Falando em bater no vidro, lembrei-me de que justamente com a Débora aconteceu o seguinte: num trânsito de cidade grande -- pra não dizer infernal -- lá estava ela, dirigindo, com as crianças devidamente no banco de trás, enquanto no banco do passageiro, viajava a sua bolsa. Obviamente, tratando-se de Débora, eles cantarolavam alguma música junto com o rádio.

Eis que no farol, dois motoqueiros, um de cada lado do carro, param. O do lado do motorista, bate no vidro e a Débora olha, achando um pouco estranho aquele homem, naquele calor, com aquela roupa toda e mais o capacete fechado. Não consegue entender o que ele diz. Também, com aquele capacete e o volume da música no rádio! Ele parece agitado e ela abre um pouco mais o vidro, sugerindo com um gesto para ele abrir o capacete. Ele levanta a viseira, e assim ela o percebe realmente irritado mas não entende o que diz. Então ela comenta: - Ta um calor, né? Ele insiste, apontando para o outro lado. Ela olha e nota que o outro vidro está meio abaixado e responde sorrindo: - O vidro está aberto! Obrigada moço! E começa a fechar os vidros, percebendo nesse momento que existe mais um motoqueiro, do outro lado do carro. O sinal abre e então os dois motoqueiros saem lado a lado, conversando. O filho de apenas sete anos lhe diz: - Mãe, você não percebeu que ele queria te assaltar! - Imagina filho, não era nada disso, ele estava avisando que o vidro estava aberto!

Dias depois ela sabe pelo jornal: existem duplas de motoqueiros atacando naquele farol. Roubando os motoristas, principalmente as mulheres, das quais eles "pedem" as bolsas.
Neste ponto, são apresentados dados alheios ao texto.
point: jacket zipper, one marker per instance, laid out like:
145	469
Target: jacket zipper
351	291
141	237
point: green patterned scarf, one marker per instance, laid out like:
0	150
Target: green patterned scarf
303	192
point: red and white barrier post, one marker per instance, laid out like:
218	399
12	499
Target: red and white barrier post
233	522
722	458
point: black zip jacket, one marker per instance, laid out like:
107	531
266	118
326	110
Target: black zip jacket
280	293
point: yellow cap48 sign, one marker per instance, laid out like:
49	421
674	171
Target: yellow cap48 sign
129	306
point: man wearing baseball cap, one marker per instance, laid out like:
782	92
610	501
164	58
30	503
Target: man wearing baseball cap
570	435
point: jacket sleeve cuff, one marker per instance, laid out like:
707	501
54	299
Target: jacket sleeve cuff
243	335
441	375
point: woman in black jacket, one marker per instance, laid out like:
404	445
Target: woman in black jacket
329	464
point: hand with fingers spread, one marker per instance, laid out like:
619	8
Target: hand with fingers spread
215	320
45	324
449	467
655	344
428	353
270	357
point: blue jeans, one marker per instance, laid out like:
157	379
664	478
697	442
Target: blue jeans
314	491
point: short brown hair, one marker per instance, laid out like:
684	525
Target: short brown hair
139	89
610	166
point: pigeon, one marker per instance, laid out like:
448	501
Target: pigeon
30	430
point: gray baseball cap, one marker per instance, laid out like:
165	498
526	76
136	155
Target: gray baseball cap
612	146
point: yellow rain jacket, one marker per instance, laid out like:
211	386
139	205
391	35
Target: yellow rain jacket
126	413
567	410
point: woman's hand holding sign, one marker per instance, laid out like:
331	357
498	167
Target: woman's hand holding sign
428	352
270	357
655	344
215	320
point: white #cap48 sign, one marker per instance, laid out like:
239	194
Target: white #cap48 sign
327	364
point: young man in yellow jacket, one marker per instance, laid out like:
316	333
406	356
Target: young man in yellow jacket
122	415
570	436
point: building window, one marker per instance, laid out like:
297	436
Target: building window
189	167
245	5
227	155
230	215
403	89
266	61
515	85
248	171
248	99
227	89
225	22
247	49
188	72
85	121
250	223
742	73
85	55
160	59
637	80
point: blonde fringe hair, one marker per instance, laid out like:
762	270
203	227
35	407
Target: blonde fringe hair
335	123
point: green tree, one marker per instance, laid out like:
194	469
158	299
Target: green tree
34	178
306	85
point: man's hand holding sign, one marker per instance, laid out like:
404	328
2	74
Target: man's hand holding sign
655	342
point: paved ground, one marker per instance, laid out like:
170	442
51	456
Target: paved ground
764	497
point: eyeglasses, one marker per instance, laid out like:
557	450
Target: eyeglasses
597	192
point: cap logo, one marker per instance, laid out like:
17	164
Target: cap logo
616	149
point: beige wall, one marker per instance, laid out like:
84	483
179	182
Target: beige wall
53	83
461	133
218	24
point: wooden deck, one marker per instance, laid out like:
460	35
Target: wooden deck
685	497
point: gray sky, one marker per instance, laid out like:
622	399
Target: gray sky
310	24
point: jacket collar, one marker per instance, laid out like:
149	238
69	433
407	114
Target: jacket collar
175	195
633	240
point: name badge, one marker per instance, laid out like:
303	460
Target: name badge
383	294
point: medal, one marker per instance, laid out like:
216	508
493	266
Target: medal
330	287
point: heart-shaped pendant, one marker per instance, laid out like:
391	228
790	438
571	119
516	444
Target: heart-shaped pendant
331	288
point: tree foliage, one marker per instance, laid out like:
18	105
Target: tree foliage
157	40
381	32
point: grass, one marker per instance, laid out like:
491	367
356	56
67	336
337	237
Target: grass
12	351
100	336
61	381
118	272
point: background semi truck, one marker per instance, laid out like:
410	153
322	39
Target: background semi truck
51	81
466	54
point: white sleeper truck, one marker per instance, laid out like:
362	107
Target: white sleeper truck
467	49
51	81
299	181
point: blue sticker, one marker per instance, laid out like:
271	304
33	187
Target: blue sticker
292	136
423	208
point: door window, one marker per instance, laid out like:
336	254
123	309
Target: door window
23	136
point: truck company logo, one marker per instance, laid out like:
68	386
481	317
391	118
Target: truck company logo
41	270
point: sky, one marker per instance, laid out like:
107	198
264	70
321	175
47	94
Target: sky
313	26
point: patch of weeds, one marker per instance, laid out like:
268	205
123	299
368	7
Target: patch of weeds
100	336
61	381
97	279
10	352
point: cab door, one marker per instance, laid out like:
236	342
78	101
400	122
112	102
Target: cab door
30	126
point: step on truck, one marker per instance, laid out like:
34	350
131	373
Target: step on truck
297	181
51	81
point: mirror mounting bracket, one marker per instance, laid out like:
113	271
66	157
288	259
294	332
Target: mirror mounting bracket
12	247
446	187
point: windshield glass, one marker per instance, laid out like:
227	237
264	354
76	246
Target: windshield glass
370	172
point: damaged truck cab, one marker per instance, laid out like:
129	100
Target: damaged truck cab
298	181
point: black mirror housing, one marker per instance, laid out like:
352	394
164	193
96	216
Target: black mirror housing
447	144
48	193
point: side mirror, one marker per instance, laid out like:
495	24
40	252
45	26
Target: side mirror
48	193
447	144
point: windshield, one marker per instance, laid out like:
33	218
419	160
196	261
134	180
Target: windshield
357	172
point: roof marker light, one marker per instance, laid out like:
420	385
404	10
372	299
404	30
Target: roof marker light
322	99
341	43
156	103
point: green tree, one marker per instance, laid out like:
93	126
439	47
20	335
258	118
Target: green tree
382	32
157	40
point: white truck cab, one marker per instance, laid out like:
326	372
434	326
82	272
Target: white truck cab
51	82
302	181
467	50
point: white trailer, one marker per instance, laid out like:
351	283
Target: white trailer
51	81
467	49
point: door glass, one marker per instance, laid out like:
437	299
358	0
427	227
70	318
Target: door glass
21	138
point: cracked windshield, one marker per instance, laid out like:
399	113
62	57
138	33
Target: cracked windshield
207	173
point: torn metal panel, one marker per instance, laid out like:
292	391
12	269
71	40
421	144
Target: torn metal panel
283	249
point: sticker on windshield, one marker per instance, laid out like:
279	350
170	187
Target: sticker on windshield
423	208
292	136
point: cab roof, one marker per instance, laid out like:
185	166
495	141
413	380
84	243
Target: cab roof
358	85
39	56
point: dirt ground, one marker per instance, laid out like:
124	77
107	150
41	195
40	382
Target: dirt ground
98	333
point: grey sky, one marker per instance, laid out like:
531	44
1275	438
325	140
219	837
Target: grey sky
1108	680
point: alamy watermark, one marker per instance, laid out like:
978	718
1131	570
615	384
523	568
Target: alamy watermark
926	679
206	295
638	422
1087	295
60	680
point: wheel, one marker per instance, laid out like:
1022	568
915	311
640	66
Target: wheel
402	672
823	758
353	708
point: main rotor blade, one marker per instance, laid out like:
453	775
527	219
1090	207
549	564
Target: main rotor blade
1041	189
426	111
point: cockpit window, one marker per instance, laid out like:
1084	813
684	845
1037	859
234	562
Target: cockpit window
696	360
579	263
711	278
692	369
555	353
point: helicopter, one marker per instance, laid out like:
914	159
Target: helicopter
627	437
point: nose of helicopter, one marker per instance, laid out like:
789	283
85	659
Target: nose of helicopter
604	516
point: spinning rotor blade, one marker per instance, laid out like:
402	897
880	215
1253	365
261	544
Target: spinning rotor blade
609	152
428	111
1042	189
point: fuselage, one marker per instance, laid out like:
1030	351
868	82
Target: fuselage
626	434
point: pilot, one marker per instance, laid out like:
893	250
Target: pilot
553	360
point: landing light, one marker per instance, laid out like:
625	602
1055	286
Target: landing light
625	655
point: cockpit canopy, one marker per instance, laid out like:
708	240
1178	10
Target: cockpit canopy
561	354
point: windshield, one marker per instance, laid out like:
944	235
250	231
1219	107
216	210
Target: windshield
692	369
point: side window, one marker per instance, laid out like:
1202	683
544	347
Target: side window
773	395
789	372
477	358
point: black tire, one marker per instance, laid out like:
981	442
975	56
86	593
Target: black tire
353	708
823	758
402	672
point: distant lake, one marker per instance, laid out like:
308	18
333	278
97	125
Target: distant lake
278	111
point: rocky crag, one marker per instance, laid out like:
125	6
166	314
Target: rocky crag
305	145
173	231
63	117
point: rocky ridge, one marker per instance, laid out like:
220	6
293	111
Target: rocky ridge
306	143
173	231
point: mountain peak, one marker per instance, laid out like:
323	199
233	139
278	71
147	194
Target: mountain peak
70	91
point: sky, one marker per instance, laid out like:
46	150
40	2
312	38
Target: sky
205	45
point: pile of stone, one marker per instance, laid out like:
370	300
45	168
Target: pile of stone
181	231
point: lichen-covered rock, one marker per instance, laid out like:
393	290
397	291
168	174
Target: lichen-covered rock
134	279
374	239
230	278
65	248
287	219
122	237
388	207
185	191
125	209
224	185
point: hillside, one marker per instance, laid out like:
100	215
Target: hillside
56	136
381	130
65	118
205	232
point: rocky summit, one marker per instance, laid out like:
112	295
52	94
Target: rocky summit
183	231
Mas será que ela se encaixaria mais na categoria criança? Talvez, já que brinca e conta histórias para crianças como se fosse uma delas!

Por fim, seria louca essa minha amiga? Talvez... porque manter a inocência nos dias atuais, só louco!

Oh! Céus! Não sei mais o que pensar,

dessa minha amiga tão desarmada,

que atravessa toda a São Paulo,

como se ali fosse um prado.


O que ainda me acalma é perceber,

que Deus protege com muita presteza,

inocentes, crianças e bons loucos,

__ Preciosas farinhas do mesmo ouro!

 

Outras obras:
[Livro de Bolso X Privacidade, Crônica de Cissa de Oliveira]
[A Sogra estava Certa, Crônica de Cissa de Oliveira]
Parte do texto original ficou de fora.